God said:
Time is not your master. Love is. Love is the grace by which you rule your world. And you do rule it, beloveds. This may seem absurd to you, to you who may feel you are the underdog, yet it is very possible that you have ruled your world with the urgency of time. Very likely.
Caught up in time, urgency fuels you. You lead your life by the setting of a clock. Time does alarm you. It gets you all het up. Time is a galley master and tells you when to row and at what pace. Time runs out.
Love has an even temperament.
Love and time are miles apart. Love is not on a schedule. Love is a sampling of Infinity and its other facet, Eternity. Love doesn’t hurry nor does it slow down. Love is settling. Infatuation is exciting. Infatuation has a timer. Love does not.
Time keeps its eye on the future. Love is immersed in loving in this Infinite moment.
Love is sitting by a beautiful blue stream that splashes your face with its water, and you come alive with all the love of the Universe. You didn’t think that love was something personal just between you and another, did you?
Yes, consider love the water you swim in, cooling, refreshing, warmed by the Sun, cooled by the breeze, love like water so easy to move through. You sit by the banks of love, and your heart is happy. Unless you are happy, then what you like to call love, even great love, is nothing but a tempest in a teapot.

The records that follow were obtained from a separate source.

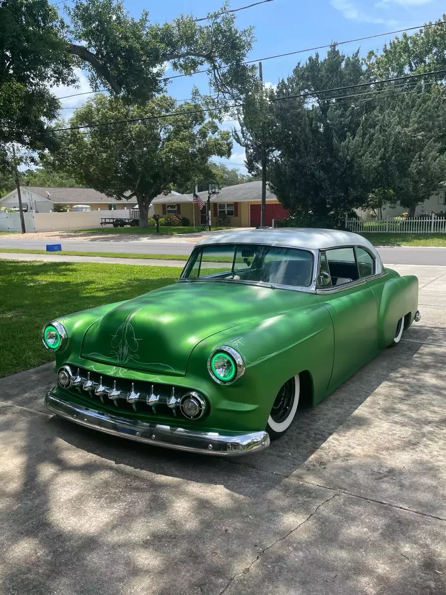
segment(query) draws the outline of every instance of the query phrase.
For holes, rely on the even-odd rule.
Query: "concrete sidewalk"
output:
[[[0,380],[0,593],[444,595],[446,267],[395,268],[422,321],[258,455],[51,418],[51,365]]]

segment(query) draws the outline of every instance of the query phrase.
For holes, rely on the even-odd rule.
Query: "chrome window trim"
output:
[[[244,242],[240,242],[240,243],[241,244],[241,243],[245,243]],[[312,277],[312,282],[311,282],[311,283],[309,285],[306,285],[306,286],[303,286],[302,287],[300,287],[300,286],[296,286],[296,285],[282,285],[282,284],[280,284],[279,283],[262,283],[261,282],[256,281],[244,281],[242,279],[237,279],[237,280],[234,280],[234,279],[230,279],[230,279],[216,279],[216,278],[209,278],[209,277],[208,277],[207,278],[206,278],[205,277],[193,277],[193,278],[190,278],[190,278],[186,278],[186,277],[185,277],[185,275],[186,275],[186,274],[187,273],[189,272],[189,268],[188,267],[189,267],[189,263],[192,262],[192,256],[194,255],[194,253],[195,252],[196,250],[199,251],[199,250],[202,250],[202,248],[206,248],[206,246],[207,245],[207,245],[207,244],[203,244],[202,246],[199,246],[198,245],[197,245],[194,248],[194,249],[192,250],[192,252],[190,253],[190,256],[189,256],[189,258],[187,262],[184,265],[184,268],[183,268],[183,271],[181,271],[181,274],[180,275],[180,278],[178,278],[178,280],[177,281],[177,283],[179,283],[180,281],[186,281],[187,283],[191,283],[193,281],[194,282],[194,281],[212,281],[213,283],[218,282],[218,283],[243,283],[243,284],[244,284],[246,285],[255,285],[255,286],[257,286],[260,287],[271,287],[272,289],[276,289],[277,288],[278,289],[290,289],[292,291],[306,292],[309,292],[309,293],[314,293],[315,292],[315,290],[316,290],[316,278],[317,277],[317,274],[316,274],[316,273],[315,271],[317,271],[318,269],[315,267],[315,264],[316,264],[316,261],[318,261],[318,262],[319,262],[318,261],[318,258],[319,258],[319,254],[318,254],[318,253],[320,252],[320,250],[314,250],[312,248],[299,248],[298,246],[289,246],[289,245],[287,245],[286,244],[278,244],[278,243],[274,243],[274,244],[255,244],[254,242],[253,242],[253,245],[255,245],[255,246],[271,246],[271,248],[288,248],[290,250],[303,250],[303,251],[304,251],[306,252],[310,252],[310,253],[313,256],[313,277]],[[228,243],[227,244],[222,243],[221,245],[212,245],[212,246],[213,246],[213,245],[234,246],[238,246],[239,245],[238,245],[238,243]],[[246,245],[249,246],[249,244],[246,243]],[[203,254],[202,254],[202,252],[200,261],[202,261],[202,260],[203,260]],[[192,268],[193,267],[193,266],[194,265],[194,264],[195,264],[195,262],[194,262],[193,264],[192,265]],[[200,268],[201,269],[201,262],[200,262]]]

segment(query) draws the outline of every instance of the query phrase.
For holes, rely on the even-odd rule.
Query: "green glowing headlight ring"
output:
[[[220,358],[224,358],[227,364],[227,371],[224,374],[219,372],[216,366],[216,361]],[[208,360],[208,371],[219,384],[231,384],[243,376],[244,369],[243,358],[238,351],[228,345],[215,349]]]
[[[219,374],[215,365],[215,360],[219,359],[221,358],[225,360],[228,368],[228,372],[225,375]],[[235,368],[235,364],[234,360],[230,355],[228,355],[222,351],[219,351],[218,353],[215,353],[215,355],[212,356],[211,359],[211,369],[212,369],[212,374],[214,376],[215,376],[216,378],[218,378],[219,380],[221,380],[222,382],[231,382],[231,380],[234,380],[234,378],[237,374],[237,369]]]
[[[48,335],[52,333],[55,335],[55,341],[51,342]],[[57,321],[53,321],[46,324],[42,330],[42,341],[43,346],[51,351],[56,351],[59,349],[64,340],[67,339],[67,331],[64,327]]]

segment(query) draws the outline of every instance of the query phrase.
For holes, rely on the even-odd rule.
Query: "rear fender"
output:
[[[412,324],[417,309],[417,277],[413,275],[395,276],[384,282],[378,319],[380,349],[387,347],[392,342],[400,318],[410,312],[410,324]]]

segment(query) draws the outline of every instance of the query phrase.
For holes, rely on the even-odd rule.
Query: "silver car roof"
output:
[[[285,246],[307,250],[325,250],[346,246],[362,246],[373,255],[377,273],[382,271],[381,259],[375,246],[363,236],[351,231],[312,227],[275,227],[224,231],[209,236],[197,243],[197,246],[216,244],[266,244]]]

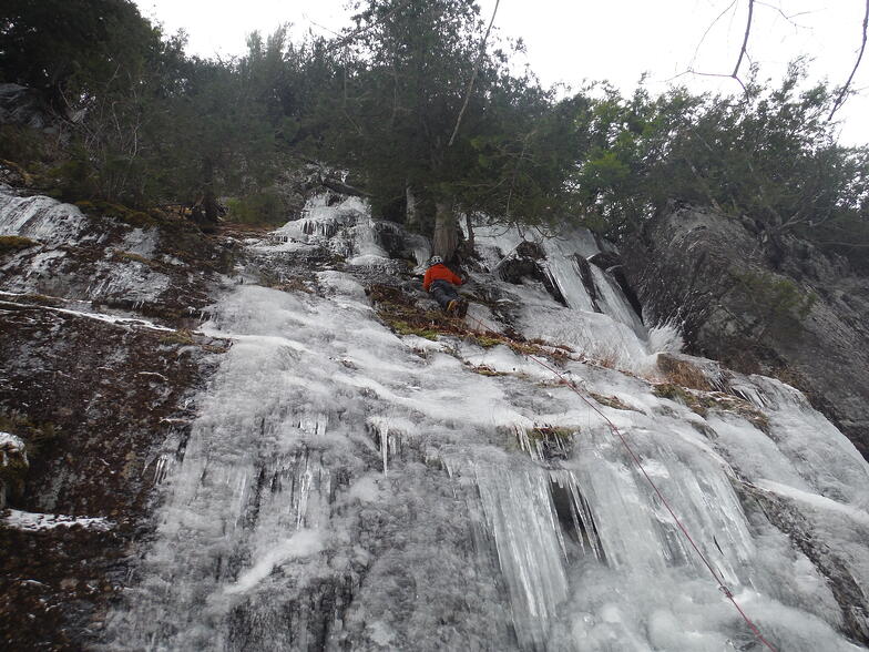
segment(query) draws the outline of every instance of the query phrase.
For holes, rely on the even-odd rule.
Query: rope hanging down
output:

I am speaking of love, not as something you keep to you and order around, but of love as what you are and so it flows naturally from you, asking nothing in return. Love does not ask for itself. Love’s happiness is in giving, not gathering. In what direction does your hand move, taking in or giving out?
Let’s face it, beloved. You are an amateur in love. Certainly you are not an expert. Perhaps in theory, you know something, yet theory isn’t the same as living. To love, really give love from your heart, it relaxes you. It is not tension-building. The attention on time and the occurrence of your heart feeling empty without a loved one is a fantasy play that you direct.
When you give milk to your baby, you don’t ask for a thank you. You give without the necessity of return. The act of giving is pleasure enough. You don’t look for more. You have an opportunity to live in love. You gave the simplicity of love, not complications and add-on’s of love. Your heart is stirred, and yet it stays calm. Nothing is in peril. Certainly not your heart. You give from your heart, and your heart is filled with more love. This is mathematics at its finest. The more you give, the more you have. Those math problems you have in school about how you can give away so many apples and how many apples you wind up with misses the point. The point in giving is giving without counting. So there are no strings of expectation to attach to, give as though you are in the middle of a math problem.
Giving is not a math problem. Giving is a filling up. The more love you give, the more you have. Write that down in your heart fifty times until you live it. The question in life is not: ”What return am I getting?” but rather: “How much am I giving, and giving freely, giving without any idea of return.”
The pleasure of giving is giving. There is no more to it than that.